Why Your SQL is Slow

Techboom
Techboom
Mar 13 · 5 min read
Much like your slow SQL query, this sleeping baby elephant isn’t going anywhere anytime soon.

Here’s the situation: you run a subscription business with hundreds of thousands of users. Users can subscribe or unsubscribe at any time, as often as they like.

To keep track of the subscriptions, you keep a table in your PostgreSQL database that looks something like this:

CREATE TABLE subscription_history (
user_id BIGINT NOT NULL
, product_id INT NOT NULL
, is_active BOOLEAN NOT NULL
, ts TIMESTAMP NOT NULL
)

To follow along with the code, you can use the following script to generate some sample data.

INSERT INTO subscription_history
( user_id, product_id, is_active, ts )
SELECT
a.n AS user_id
, ROUND(RANDOM() * 3) AS product_id
, CASE WHEN RANDOM() < 0.5 THEN FALSE ELSE TRUE END AS is_active
, TIMESTAMP '2017-03-01' + RANDOM() * INTERVAL '2 years' as ts
FROM generate_series(1, 500000) AS a(n), generate_series(1,5)

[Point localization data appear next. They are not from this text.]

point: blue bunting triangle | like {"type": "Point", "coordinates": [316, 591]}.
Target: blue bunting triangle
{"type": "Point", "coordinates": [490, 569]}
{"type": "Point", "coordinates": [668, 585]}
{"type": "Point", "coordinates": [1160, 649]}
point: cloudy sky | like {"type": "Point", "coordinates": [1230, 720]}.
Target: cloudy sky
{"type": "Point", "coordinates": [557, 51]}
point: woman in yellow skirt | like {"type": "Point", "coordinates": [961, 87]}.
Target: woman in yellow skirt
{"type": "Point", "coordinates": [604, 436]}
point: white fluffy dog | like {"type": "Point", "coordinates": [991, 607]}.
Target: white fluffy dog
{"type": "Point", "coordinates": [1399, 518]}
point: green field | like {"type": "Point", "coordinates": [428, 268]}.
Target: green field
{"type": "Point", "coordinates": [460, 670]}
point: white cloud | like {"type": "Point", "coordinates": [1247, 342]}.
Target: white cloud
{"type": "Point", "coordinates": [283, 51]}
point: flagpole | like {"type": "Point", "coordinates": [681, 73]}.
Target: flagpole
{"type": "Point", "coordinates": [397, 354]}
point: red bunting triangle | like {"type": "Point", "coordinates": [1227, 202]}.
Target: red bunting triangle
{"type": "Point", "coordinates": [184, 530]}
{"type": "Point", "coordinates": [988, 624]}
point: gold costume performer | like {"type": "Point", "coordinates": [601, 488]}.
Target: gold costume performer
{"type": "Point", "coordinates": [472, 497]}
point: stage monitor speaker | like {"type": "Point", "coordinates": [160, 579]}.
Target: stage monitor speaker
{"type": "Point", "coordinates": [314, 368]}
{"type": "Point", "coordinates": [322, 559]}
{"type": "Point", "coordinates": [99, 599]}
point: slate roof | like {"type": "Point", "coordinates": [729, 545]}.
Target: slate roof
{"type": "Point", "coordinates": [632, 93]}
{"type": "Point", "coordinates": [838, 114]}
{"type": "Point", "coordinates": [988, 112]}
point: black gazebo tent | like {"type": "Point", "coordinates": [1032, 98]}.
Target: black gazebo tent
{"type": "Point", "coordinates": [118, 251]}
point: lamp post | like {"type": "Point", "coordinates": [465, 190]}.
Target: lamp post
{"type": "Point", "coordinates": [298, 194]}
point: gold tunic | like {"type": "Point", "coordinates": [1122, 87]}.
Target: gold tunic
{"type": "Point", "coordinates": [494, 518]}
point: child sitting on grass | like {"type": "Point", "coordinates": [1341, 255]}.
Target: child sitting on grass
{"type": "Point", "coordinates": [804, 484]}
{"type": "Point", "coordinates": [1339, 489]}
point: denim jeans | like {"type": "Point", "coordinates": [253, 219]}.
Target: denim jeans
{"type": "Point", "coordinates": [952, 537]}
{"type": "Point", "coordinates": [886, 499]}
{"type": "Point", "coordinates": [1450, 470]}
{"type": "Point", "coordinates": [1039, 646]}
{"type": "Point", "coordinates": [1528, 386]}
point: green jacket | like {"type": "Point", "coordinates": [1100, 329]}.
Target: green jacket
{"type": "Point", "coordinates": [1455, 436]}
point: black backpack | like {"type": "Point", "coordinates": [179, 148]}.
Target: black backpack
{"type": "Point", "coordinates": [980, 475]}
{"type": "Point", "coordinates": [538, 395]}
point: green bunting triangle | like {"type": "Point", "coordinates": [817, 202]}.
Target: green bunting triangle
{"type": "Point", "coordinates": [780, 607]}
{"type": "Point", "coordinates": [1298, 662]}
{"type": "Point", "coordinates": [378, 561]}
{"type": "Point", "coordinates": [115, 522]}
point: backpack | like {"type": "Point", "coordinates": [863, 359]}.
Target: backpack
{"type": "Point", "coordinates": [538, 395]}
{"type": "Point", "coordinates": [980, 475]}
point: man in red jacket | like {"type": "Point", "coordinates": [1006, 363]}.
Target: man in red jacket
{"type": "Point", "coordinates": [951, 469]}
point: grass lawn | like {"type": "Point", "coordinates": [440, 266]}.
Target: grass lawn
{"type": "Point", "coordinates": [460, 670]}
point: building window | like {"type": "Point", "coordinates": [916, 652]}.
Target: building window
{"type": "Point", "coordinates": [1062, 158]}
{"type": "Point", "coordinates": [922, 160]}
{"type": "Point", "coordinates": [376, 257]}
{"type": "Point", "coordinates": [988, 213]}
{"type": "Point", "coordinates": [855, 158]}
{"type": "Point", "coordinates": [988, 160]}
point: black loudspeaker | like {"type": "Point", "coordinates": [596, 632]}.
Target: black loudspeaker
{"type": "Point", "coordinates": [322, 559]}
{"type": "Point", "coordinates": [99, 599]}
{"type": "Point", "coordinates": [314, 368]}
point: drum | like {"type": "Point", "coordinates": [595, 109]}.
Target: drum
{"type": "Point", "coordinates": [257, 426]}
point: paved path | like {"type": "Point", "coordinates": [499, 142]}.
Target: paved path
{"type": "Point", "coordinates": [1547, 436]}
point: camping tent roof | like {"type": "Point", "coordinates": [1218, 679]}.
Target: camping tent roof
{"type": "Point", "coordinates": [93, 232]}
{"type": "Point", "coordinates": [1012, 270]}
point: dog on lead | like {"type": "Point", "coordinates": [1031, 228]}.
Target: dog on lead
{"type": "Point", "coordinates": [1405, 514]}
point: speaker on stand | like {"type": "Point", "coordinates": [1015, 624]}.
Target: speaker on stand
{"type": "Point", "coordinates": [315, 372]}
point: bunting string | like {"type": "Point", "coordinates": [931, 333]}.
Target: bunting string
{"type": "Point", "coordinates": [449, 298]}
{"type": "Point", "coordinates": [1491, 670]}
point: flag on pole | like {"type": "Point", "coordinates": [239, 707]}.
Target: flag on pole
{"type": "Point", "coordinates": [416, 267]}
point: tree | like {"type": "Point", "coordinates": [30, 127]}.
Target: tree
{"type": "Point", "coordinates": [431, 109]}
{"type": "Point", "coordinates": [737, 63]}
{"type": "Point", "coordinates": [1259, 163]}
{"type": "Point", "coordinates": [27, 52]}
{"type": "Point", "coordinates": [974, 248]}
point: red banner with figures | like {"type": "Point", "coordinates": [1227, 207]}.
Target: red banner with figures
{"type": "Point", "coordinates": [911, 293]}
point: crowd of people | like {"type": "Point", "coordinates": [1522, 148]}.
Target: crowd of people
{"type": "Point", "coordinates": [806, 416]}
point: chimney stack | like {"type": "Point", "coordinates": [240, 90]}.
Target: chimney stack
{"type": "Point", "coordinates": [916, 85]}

The data might not be totally realistic, but it gives us the basic attributes needed: many users updating their subscription status at unpredictable times over the course of 2 years. You can adjust how much data is inserted by changing the second argument of generate_series, currently set at “500,000”.

Go ahead and take a look at the sample data:

SELECT *
FROM subscription_history
ORDER BY user_id, ts
LIMIT 1000

Then, one foul and stormy Thursday, the head of marketing stops by your desk and asks, “Can you pull a quick report on how many active users we have right now?”

As she hovers expectantly over your desk, you cast blankly through your memories of database class so many years ago. Um… maybe something with a subquery?

You tried typing this out, but when you ran it, it was so slow that you limited it to the first 5 users for testing:

SELECT
a.user_id
, a.product_id
, MAX(a.ts) AS last_event_ts
, (SELECT is_active FROM subscription_history b WHERE b.ts = MAX(a.ts)
AND b.user_id = a.user_id AND b.product_id = a.product_id) AS current_status
FROM subscription_history a
WHERE a.user_id < 5
GROUP BY a.user_id, a.product_id

You tell your imperious marketing professional that it might take a while to process the report, and you can send it to them by end of day. Looks like another late night.

Keep in mind that even after getting the results of this query, you’d need to do some grouping and filtering. SQL is a declarative language — it works best when you tell the database engine exactly what you want. You just need to think of a better way to phrase the question.

Of course, moments after the hurried executive rushes away, another query pops into your head:

SELECT
a.user_id
, a.product_id
, a.is_active AS current_status
FROM subscription_history a
WHERE NOT EXISTS (
SELECT 1 FROM subscription_history b
WHERE b.user_id = a.user_id
AND b.product_id = a.product_id
AND b.ts > a.ts
)
ORDER BY a.user_id, a.product_id

This one only took about 8 seconds to run, and does effectively the same thing as the previous query.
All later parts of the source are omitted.